In which I bake walnut and cheese biscotti and make a dead Italian baker proud.
This walnut and cheese biscotti was the first biscotti I ever attempted to make, but I realized last night that I'd never blogged about it. Then I looked back through my pictures and realized why--I took very few pictures of the process, AND it was after dark when I was baking. After dark = super bad pictures. I'm not a great photographer, but I take bad food photographs very personally now, like I'm the Ansel Adams of biscotti photography. (Which would be amazing, by the way.)
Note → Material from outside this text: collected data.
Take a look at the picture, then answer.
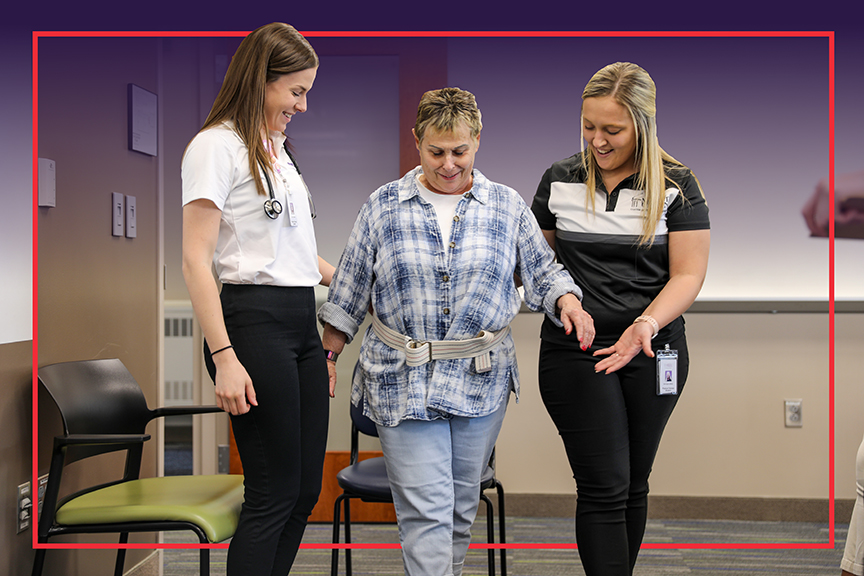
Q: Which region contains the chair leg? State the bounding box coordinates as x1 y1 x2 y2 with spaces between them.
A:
481 493 495 576
332 495 344 576
113 533 129 576
31 548 46 576
496 481 507 576
344 498 353 576
200 548 210 576
189 524 211 576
But I think homemade biscotti should become a thing in the U.S. because it's perfect for home bakers who want to bake something from scratch but who don't have four hours to make bread. (Don't tell me to use a bread machine. I've got a big problem with bread machines, and that problem is in regards to the 1/2-inch-thick, super-hard crust. Oh, the crust isn't really a 1/2" thick, you say? Tell that to my molars. People look like dogs gnawing on bones when they're eating bread machine bread.)
Every recipe is a little awkward the very first time you make it, but these biscotti recipes aren't even very awkward to make the first time. I found the entire recipe (from the Great British Bake Off Celebrations cookbook) on Google books, so I think it's okay for me to include the screenshots here.
I took no pictures of the biscotti-making process because Teddy, our son, was "helping" me and because I'm sure he had my phone to go live on Facebook while he was sitting on the counter. So, the only pictures I have are of the completed biscotti, and the pictures are pretty bad because the lighting was so bad. (And the biscotti turn out kind of orange, anyway.) Hopefully, though, you'll be able to get the feel for their texture and general appearance.
The picture from the cookbook:
The finished product:
I made this biscotti for my husband, and he . . . got his money's worth out of them. He piled them high with various toppings and polished them off in 2-3 meals (and Instagrammed them):
I picture these with with melted cheese on top or with some sort of cream-based spread, but sky's the limit. Go out there and spread your biscotti wings, people! Make Antonio Mattei proud! (He's the person who developed the original biscotti recipe. He's dead, but you can still make his spirit proud unless you're an atheist. Then, you should just bake biscotti for the experience of it before you die and your light is extinguished for all eternity.)